Have you felt lately like gas prices have been higher every time you’ve gone to the pump? If so, you’re not imagining things.

Tuesday marked the 33rd consecutive day that  the nation’s gas prices have increased, according to AAA.

The streak of gas price increases is “an anomaly,” said AAA Mid-Atlantic spokesman John B. Townsend II. This is the earliest in the calendar that gas has hit $3.75, he said.

Gas prices have skyrocketed nationwide. Today, the average cost of a gallon of regular unleaded gas in the U.S. is $3.75; a year ago, it was $3.57.

The increases have also been substantial in the Washington area. Gas costs $3.95 in D.C., up from $3.76 a year earlier and dangerously close to the ominous $4 barrier. In Virginia and Maryland, the increases haven’t been as severe as they have nationally or in D.C., but they come close: A gallon of regular unleaded is $3.76 in Maryland (versus $3.62 a year earlier) and $3.65 in Virginia (it was $3.54 last year).

And much of this has come very recently. The national average gas price is $3.75 today, compared with $3.30 just a month ago. Those four weeks have brought 45 cents of additional financial pain for every gallon pumped.

These hikes have been downright palpable in the Washington area during that window. Over the last month alone, prices jumped 39 cents in Virginia and 37 cents in D.C. and Maryland.

January and February represent the nadir of road travel each year, with the lowest volume of drivers on the road during those months. In the dead of winter, few people take vacations, and snowstorms keep drivers off the roads. Yet prices have only risen in spite of the decrease in demand.

“This is unseemly,” Towsend said. “This is unnatural. … It is no exaggeration to say that we’re feeling pain at the pump.”

The daily fuel price report from AAA shows that as of today, D.C.’s prices remain among the highest in the country.
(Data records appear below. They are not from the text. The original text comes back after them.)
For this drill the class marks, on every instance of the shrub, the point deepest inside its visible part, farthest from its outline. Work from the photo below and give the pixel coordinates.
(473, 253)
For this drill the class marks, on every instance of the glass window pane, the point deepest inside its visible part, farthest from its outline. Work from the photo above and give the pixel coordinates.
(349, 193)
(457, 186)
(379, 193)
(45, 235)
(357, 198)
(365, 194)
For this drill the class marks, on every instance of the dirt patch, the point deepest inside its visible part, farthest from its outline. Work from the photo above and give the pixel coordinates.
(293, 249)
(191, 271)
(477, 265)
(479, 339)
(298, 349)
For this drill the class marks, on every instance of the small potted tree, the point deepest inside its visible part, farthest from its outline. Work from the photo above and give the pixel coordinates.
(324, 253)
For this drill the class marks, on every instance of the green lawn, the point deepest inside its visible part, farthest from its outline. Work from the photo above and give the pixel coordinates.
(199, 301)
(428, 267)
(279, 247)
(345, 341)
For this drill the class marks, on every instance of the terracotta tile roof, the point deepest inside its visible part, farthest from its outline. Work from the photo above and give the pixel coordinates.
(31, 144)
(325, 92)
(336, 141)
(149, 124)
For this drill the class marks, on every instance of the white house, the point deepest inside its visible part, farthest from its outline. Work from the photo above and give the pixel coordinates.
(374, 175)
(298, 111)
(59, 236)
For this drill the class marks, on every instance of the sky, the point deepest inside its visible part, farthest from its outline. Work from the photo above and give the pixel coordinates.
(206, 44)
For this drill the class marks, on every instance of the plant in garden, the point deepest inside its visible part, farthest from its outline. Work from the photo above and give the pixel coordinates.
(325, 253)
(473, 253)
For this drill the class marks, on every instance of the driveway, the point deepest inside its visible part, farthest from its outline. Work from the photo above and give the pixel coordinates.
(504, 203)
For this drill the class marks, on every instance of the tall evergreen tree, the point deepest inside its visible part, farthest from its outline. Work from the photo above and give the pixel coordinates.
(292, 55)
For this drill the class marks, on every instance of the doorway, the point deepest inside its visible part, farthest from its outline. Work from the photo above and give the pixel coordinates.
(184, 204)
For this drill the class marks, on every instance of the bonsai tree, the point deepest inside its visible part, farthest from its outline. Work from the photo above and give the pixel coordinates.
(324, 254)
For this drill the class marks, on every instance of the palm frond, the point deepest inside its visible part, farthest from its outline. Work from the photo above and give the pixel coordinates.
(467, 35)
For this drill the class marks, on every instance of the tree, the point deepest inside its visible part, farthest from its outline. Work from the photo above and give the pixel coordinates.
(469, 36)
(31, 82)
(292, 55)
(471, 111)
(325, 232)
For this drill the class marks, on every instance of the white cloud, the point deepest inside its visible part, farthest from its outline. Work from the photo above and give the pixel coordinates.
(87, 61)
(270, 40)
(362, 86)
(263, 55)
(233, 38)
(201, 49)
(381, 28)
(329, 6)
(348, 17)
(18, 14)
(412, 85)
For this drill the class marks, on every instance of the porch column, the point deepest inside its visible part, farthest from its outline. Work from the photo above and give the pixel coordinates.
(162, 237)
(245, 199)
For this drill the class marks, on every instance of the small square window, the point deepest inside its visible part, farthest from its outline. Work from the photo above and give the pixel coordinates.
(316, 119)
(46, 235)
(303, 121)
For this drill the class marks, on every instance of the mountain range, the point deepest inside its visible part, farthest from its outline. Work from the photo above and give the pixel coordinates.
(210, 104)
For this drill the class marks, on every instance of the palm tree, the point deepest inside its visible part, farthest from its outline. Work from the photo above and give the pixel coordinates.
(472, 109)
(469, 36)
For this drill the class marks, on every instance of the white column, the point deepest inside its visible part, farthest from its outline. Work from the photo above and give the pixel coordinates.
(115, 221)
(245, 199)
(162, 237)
The $3.95 gallon of gas in the District lags only behind Hawaii ($4.28), California ($4.17), New York ($3.99) and Connecticut ($3.97).

And while gas in D.C. still costs under $4 a gallon, it should reach that mark by the end of the week or next week, Townsend said.

Last year, gas prices in the area hit $4 in late March. As Townsend said at the time, that also represented the earliest time prices topped that number.

And in terms of a cause, AAA blames the cost of crude oil, refinery shutdowns and speculation in commodities markets. Some of these issues were already creeping up at the beginning of the year.